The battle for control of Sky continued to heat up on Wednesday after 21st Century Fox formalized its bid for the British satellite company and eased some restrictions on shareholder approval of its £14 ($18.23) per share buyout offer, meaning Fox need only to convince holders of 11% of Sky stock to accept its bid.
Officially, Fox switched the merger conditions to a straight offer from a scheme of arrangement, meaning that it would need to sway as little as 50% of the Sky vote to accept its bid rather than 75%. Since Fox already owns 39% of Sky, it need only obtain 11% of the vote to get the winning bid.

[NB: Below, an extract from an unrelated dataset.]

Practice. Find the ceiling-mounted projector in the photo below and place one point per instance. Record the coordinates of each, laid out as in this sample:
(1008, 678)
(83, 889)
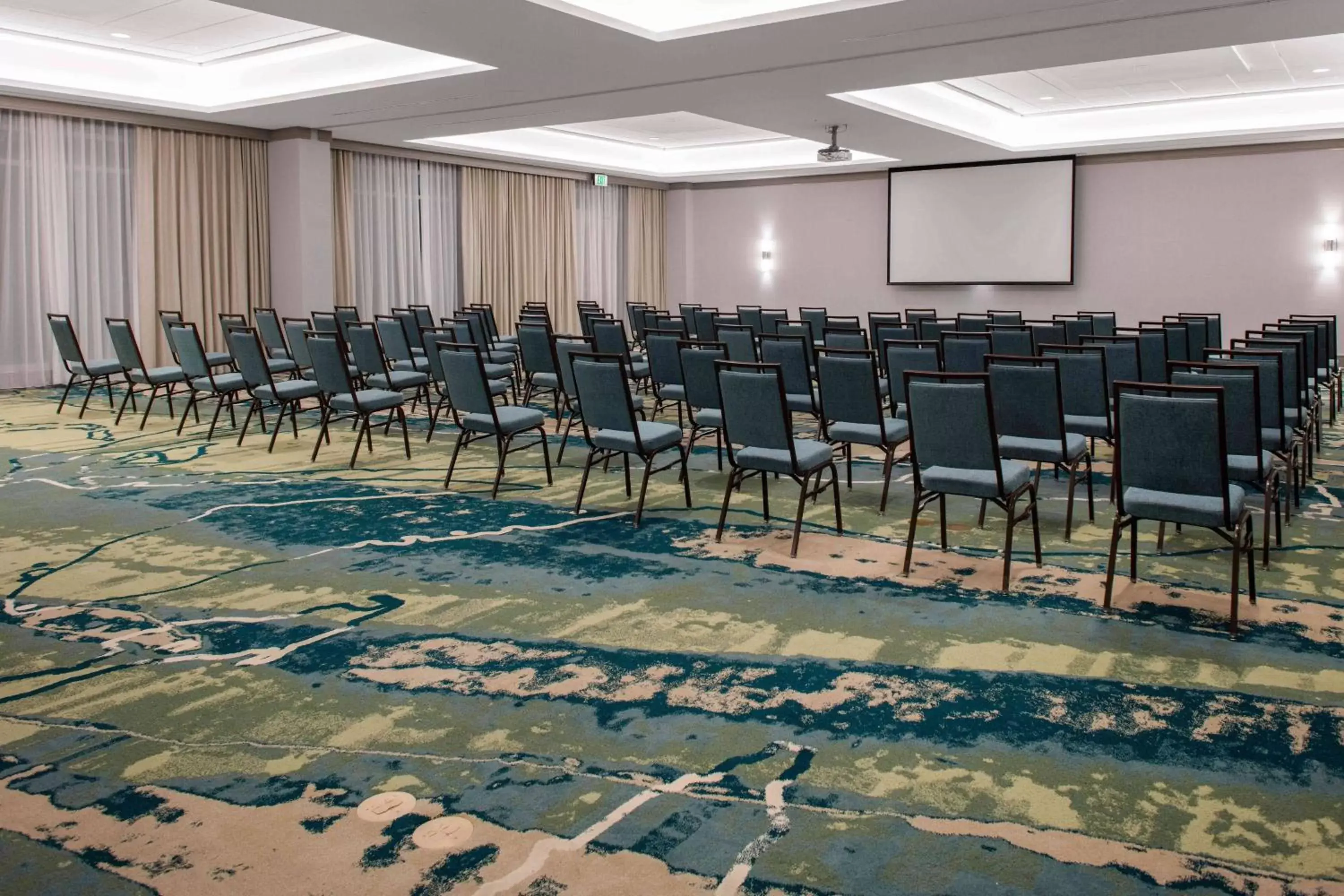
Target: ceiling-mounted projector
(834, 152)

Comcast, which dropped out of the running for other Fox assets pledged to the Walt Disney Co. to concentrate on its Sky bid, still has the largest offer on the table -- £14.75 ($19.21) per share. But Comcast needs to convince 50% of shareholders plus one share to have its bid win out.
In a statement, Sky said its board of directors is currently evaluating both Fox and Comcast proposals and will respond within the next 14 days. By formalizing its offer for Sky, Fox has set in motion a 46-day shot clock where both sides can modify their bids.
Fox also said in the document that it expects to pay its advisers on the deal – including Deutsche Bank, Goldman Sachs, J.P. Morgan and Centerview Partners-- £242.1 million ($315.3 million) in fees if the acquisition pans out.